I am, however, looking into some new methods that I will try out next year. There are exciting developments in the teaching of science to school children. A group at King's College, London, has developed a cognitive acceleration programme to encourage pupils' general ability to think. It is based on the idea that cognitive development (of the kind Piaget investigated) can be speeded up. Science teachers give special lessons during the first two years of secondary school, with activities that aim to bring about long-term effects: an understanding of variables and relationships; problems- solving that induces cognitive conflict; the ability to think about one's own thinking (known as metacognition); and the application of all these skills to other areas.

There are activities that concentrate on the key idea of the relationship between variables. In one example, the students (typically 11-year-olds) are shown a collection of shapes of different colours and sizes and work out which of these variables go together. In another, they recognise that the number of sausages goes up as their size goes down. There are also situations where there is in fact no relationship between, for example, the colour of a jar and its weight. Working through exercises like these gives the children confidence in using a fairly technical vocabulary.

Cognitive conflict requires them to think in a new direction. In one situation, they have a set of jars of different weights but similar sizes, and another set which have the same weight but get successively smaller. They record each jar's weight and then see if it floats or sinks when placed in water. They find that with only two variables, heavy things sink while light things float. Cognitive conflict occurs when they are given a jar which is the same size as a floater and the same weight as a floater but it sinks. They have to come to terms with the concept of weight for a certain size - ie density. In another, they have to find some way of extrapolating when the graph paper will run out. The students are encouraged to think about their own thinking and to discuss what they found difficult and how they came to solve it. They might, for example, begin to recognise a problem as involving proportionality of variables.

The extension of these experiences to contexts outside science teaching is also regarded as important. The children are introduced to the notion of probability by testing each others' ability to distinguish Coca-Cola from Pepsi. How many times must they get it right before they can be sure it was not just chance that got a classmate to the answer? Initially, they think that five times is a reasonable number. Then they spin coins and see how often five heads can come up.

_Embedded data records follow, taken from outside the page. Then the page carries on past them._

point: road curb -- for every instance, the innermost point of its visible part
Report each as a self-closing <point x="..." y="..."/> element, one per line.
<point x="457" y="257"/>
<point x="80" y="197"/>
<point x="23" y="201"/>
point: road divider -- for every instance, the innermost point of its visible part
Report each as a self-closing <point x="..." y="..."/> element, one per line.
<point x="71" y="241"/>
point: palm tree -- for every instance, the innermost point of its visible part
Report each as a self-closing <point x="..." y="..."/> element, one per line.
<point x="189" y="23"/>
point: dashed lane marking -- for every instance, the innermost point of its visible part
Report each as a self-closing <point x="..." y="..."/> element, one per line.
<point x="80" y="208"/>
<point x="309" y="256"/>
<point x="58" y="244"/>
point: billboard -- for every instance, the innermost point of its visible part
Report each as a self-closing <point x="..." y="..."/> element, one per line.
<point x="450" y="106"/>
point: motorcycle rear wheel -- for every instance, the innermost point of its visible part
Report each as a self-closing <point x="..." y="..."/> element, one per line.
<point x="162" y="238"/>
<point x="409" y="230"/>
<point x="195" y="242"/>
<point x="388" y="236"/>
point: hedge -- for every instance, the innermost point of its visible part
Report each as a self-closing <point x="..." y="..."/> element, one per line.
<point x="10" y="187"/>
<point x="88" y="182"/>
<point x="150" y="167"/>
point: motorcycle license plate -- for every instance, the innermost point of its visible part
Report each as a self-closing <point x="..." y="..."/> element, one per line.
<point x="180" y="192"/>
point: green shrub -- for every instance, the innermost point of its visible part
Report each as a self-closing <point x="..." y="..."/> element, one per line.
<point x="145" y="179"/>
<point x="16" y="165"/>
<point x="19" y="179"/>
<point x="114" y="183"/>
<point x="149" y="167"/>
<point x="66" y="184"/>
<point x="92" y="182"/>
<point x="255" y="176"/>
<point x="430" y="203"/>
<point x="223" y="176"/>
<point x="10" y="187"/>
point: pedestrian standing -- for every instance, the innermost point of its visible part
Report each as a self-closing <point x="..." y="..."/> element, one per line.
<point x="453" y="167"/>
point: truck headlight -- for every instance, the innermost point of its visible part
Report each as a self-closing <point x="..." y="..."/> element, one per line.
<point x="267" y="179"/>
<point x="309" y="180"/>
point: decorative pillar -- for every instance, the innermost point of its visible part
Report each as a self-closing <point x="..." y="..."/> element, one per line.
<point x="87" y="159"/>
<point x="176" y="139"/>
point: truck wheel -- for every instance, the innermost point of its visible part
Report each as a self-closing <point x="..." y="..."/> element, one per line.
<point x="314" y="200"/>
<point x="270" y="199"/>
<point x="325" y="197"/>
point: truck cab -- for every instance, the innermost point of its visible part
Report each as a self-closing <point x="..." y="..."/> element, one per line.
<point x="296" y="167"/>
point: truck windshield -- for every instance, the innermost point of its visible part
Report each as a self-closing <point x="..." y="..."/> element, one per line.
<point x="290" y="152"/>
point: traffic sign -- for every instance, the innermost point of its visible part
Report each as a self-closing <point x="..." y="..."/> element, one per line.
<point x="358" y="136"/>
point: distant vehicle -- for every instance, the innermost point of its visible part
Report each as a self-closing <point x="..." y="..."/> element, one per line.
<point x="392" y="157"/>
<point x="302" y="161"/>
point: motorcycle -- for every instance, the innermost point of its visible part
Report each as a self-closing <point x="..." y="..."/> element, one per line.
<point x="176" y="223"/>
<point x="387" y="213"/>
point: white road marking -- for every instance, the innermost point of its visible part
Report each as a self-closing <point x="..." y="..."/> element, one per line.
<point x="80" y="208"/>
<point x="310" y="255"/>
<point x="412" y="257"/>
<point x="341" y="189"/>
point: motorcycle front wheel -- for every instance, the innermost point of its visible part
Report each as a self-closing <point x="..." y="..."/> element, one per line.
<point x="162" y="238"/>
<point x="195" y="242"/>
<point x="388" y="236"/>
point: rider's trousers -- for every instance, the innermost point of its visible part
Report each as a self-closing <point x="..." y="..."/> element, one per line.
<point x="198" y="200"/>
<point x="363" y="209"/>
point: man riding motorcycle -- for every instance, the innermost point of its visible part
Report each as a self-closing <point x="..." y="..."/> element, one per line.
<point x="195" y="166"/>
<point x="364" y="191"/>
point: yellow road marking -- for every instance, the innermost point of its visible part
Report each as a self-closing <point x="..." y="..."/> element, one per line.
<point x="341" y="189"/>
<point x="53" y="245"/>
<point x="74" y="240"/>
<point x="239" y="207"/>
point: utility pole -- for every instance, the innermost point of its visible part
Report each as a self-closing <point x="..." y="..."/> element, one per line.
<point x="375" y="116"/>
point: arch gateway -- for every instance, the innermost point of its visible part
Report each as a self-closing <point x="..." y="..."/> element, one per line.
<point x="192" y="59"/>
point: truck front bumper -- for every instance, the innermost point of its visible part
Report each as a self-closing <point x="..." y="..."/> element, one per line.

Is all this effort worthwhile? Unquestionably, yes. The effect on over 4,500 students from more than 15 schools has now been analysed and the results are remarkable.There was an increase of nearly 20 per cent in grades A to C in GCSE results for science, and a similar (albeit slightly lower) increase in the grades for English. It is the latter that is particularly encouraging; it shows that clear thinking and thinking about thinking must be a central aim of education.